Chapter 7
Mr. Hines seemed in no hurry to go. With his elegantly lacquered cane, he picked at the sod, undecidedly. His chill, veiled eyes roved about the open space. He lifted his pearl-gray derby, and, for lack of a handkerchief, wiped his forehead with the back of his hand. Although the May day was cool and brisk with wind, his knuckles glistened when they descended. I began to suspect that, despite his stony self-command, Mr. Hines's nerves were not all that they should be.
"Perhaps you'd like me to introduce you to Mr. Storrs," I hazarded.
The cold and filmy eyes gleamed with an instant's dim warmth. "Dominie, you're a good guy," responded Mr. Hines. "If a dead cinch at ten to one, all fruited up for next week, the kind of thing you don't hand on to your own brother, would be any use to you--No? I'm off again," he apologized. "Well--let's go."
We went. At the doorstep of Bartholomew Storrs's office he paused.
"This sexton-guy," he said anxiously, "he don't play the ponies, ever, I wouldn't suppose?"
"No more often than he commits murder or goes to sleep in church," I smiled.
"Yeh?" he answered, disheartened. "I gotta get to him some other way. On the poetry--and that's out of my line."
"I don't quite see what your difficulty is."
"By what you tell me, it's easier to break into a swell Fifth Avenue Club than into this place."
"Except for those having the vested right, as your wife has."
"And this sexton-guy handles the concession for--he's got the say-so," he corrected himself hastily--"on who goes in and who stays out. Is that right?"
"Substantially."
"And he'd rather keep 'em out than let 'em in?"
"Bartholomew," I explained, "considers that the honor of God's Acre is in his keeping. He has a fierce sort of jealousy about it, as if he had a proprietary interest in the place."
"I get you!" Mr. Hines's corded throat worked painfully. "You don't suppose the old goat would slip Min a blackball?" he gulped.
"How can he? As an 'Inalienable'--"
"Yeh; I know. But wasn't there something about a clean record? I'll tell _you_, Dominie"--Mr. Hines's husky but assured voice trailed away into a miserable, thick whisper--"as to what he said--about her feet taking hold on hell--I guess there was a time--I guess about one more slip--I guess I didn't run across her any too quick. But there never was a straighter, truer girl than Min was with me. I gotta get her planted _right_, Dominie. I gotta do it," he concluded with pathetic earnestness.
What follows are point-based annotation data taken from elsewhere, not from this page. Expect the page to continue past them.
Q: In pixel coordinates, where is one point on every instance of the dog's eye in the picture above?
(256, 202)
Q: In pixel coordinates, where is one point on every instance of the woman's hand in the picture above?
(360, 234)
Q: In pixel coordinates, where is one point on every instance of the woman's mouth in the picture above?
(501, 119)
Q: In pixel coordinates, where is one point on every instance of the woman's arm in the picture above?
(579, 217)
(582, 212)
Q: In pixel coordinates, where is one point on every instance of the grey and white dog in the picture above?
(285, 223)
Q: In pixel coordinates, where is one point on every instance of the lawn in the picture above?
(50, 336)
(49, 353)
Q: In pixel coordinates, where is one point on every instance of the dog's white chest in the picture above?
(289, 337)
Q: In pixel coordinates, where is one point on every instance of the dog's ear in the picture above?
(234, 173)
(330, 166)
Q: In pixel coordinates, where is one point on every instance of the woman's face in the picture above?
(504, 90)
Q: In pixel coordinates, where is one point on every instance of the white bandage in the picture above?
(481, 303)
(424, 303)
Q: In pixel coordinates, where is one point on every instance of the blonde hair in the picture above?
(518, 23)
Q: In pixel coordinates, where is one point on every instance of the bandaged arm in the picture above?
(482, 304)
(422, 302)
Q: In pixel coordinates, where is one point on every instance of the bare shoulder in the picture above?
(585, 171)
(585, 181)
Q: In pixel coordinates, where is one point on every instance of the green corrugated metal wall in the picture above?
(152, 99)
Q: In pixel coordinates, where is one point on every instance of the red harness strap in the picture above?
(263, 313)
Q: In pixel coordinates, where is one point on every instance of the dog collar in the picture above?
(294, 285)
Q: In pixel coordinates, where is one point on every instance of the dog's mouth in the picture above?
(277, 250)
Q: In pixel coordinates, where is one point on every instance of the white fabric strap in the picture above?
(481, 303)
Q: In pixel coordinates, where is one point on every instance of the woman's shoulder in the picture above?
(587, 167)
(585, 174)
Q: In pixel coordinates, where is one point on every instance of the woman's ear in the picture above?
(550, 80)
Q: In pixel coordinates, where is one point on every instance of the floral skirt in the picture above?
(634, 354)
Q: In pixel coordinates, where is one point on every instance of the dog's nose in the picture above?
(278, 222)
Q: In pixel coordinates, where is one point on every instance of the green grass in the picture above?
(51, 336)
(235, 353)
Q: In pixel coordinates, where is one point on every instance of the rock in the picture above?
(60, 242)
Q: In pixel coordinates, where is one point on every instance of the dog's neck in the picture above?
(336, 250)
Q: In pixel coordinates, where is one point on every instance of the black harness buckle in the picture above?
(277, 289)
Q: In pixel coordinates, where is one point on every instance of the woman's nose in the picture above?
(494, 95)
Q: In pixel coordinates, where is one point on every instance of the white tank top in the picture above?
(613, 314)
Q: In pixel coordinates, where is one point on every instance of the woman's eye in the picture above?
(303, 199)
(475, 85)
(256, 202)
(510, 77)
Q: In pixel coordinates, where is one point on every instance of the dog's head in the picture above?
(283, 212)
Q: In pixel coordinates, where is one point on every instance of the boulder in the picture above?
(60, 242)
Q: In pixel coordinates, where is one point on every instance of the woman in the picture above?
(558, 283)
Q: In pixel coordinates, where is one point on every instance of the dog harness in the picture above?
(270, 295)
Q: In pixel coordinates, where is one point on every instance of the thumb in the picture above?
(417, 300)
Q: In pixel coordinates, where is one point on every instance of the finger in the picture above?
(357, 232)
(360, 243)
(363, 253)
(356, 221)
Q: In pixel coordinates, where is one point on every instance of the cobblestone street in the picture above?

"I see no difficulty," I assured him. "The charter specifies '_died_ in honorable estate.' Matrimony is an honorable estate. How she lived before that is between her and a gentler Judge than Bartholomew Storrs."
"Give her a straight course and a fair judge and I'll back Min to the limit," said Mr. Hines so simply and loyally that no suggestion of irreverence could attach to him.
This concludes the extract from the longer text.